Even in "normal" working conditions, dwell time – the time it takes to discover an attacker – is averaging over 200 days. In the "new reality" era, following so many opportunities for security compromise, attackers may wait months or even years for the right moment to access the data and maximize the payout or ransom demand. Supply chain attacks, which exploit weaknesses in the supplier's network, are another factor to consider.

Cybersecurity priorities post-lockdown

Research conducted during the height of the pandemic in conjunction with SINC and MIT Sloan found that security decision-makers expect that a changed security landscape awaits workers returning to the office.

CISOs’ concerns over ransomware's capacity to disrupt services or to infiltrate the organization with stolen credentials have grown. Concerns around protecting cloud architectures also increased following greater adoption of cloud services to maintain and expand services during the pandemic.

Remote working has also put an increased focus on identity access management, credential theft, and privilege escalation. With this shift comes an increased interest and focus on protecting Active Directory - used by virtually all businesses to authorize and grant employee access to services.

As such, defenders are elevating their detection game. The research indicates that the top three tools for uncovering lateral movement, APTs, ransomware, and insider threats were EPP/EDR, Intrusion Detection/Prevention Systems (IDS/IPS), and deception technology.

Mind the security gaps

Most organizations have some form of endpoint protection in place, which is sufficient for attacks with known signatures, but relatively easy to bypass with slightly modified malware, file-less malware, or zero-day exploits.

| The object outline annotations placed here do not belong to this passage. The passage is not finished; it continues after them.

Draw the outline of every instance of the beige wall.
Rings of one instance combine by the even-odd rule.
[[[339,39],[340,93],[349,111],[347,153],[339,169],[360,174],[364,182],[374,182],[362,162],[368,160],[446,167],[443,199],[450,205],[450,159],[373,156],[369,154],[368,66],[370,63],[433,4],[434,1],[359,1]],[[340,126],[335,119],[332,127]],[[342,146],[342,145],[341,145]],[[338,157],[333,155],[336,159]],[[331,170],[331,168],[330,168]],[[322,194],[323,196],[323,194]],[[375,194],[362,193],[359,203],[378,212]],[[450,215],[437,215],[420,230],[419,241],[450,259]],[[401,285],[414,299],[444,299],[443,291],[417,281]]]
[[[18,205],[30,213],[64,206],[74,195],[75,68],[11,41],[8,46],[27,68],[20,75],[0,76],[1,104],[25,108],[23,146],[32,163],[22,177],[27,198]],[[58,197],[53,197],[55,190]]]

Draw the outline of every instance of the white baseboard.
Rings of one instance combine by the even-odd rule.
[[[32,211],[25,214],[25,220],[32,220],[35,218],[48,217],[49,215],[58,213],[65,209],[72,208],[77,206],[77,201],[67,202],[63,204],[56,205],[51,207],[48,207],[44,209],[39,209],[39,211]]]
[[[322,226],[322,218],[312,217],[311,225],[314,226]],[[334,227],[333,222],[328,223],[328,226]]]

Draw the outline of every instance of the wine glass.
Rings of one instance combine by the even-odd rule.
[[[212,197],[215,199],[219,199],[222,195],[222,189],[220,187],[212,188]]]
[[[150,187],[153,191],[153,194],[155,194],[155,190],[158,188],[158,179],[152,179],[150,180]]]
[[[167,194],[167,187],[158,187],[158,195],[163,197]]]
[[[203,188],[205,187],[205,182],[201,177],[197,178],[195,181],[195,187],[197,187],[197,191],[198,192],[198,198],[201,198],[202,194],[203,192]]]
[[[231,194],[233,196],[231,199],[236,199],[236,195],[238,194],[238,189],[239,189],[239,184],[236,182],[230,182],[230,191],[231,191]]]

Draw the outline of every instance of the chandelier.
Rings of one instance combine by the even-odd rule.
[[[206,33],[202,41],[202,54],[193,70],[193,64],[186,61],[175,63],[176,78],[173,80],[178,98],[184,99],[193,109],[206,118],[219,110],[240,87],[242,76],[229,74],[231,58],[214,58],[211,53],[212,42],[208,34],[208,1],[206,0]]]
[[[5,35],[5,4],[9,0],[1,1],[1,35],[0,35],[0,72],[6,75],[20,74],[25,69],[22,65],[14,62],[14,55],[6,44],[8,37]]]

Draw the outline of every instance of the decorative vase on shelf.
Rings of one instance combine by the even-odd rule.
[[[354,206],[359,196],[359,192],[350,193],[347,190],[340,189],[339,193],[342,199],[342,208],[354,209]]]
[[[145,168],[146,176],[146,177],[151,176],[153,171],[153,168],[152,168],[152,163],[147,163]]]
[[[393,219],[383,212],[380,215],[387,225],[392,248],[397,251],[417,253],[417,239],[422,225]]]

One can stop malware passing from employee machines onto the corporate network but only by proactively monitoring every device. Properly doing this ties up much time and resources and is simply not feasible for most organizations, especially given the amount of generated false positives. While Endpoint Detection and Response (EDR) tools can track behavioral anomalies, there are still gaps. EDR does not, for example, protect against credential theft, exploitation of Active Directory (AD), or early detection lateral movement.

Closing the gap requires organizations to detect in-network threats and credential theft, discovery, lateral movement, and data collection activities accurately, and where technologies such as deception and data concealment - or a combination of both - can help. Their function is to hide real assets such as Active Directory objects, files, folders, or mapped network and cloud shares from an attacker's view.

They also send misinformation to the attackers, fooling them into a decoy environment. Security teams can also place deceptive lures and decoys throughout their networks, creating virtual landmines for their adversaries. From the moment attackers interact with the deceptive assets, it records their every move, helping security teams defend against the attack and repel threat actors using the same tactics, techniques, and procedures in the future.

As staff return to the office, it will be critical to have a robust, layered cyber defense, so that if attackers get through one, there will be a safety net to stop them. Deception technology, and its sibling, concealment, act as the last lines of defense capable of detecting suspicious activity inside the network and denying an attacker's ability to see or access critical data.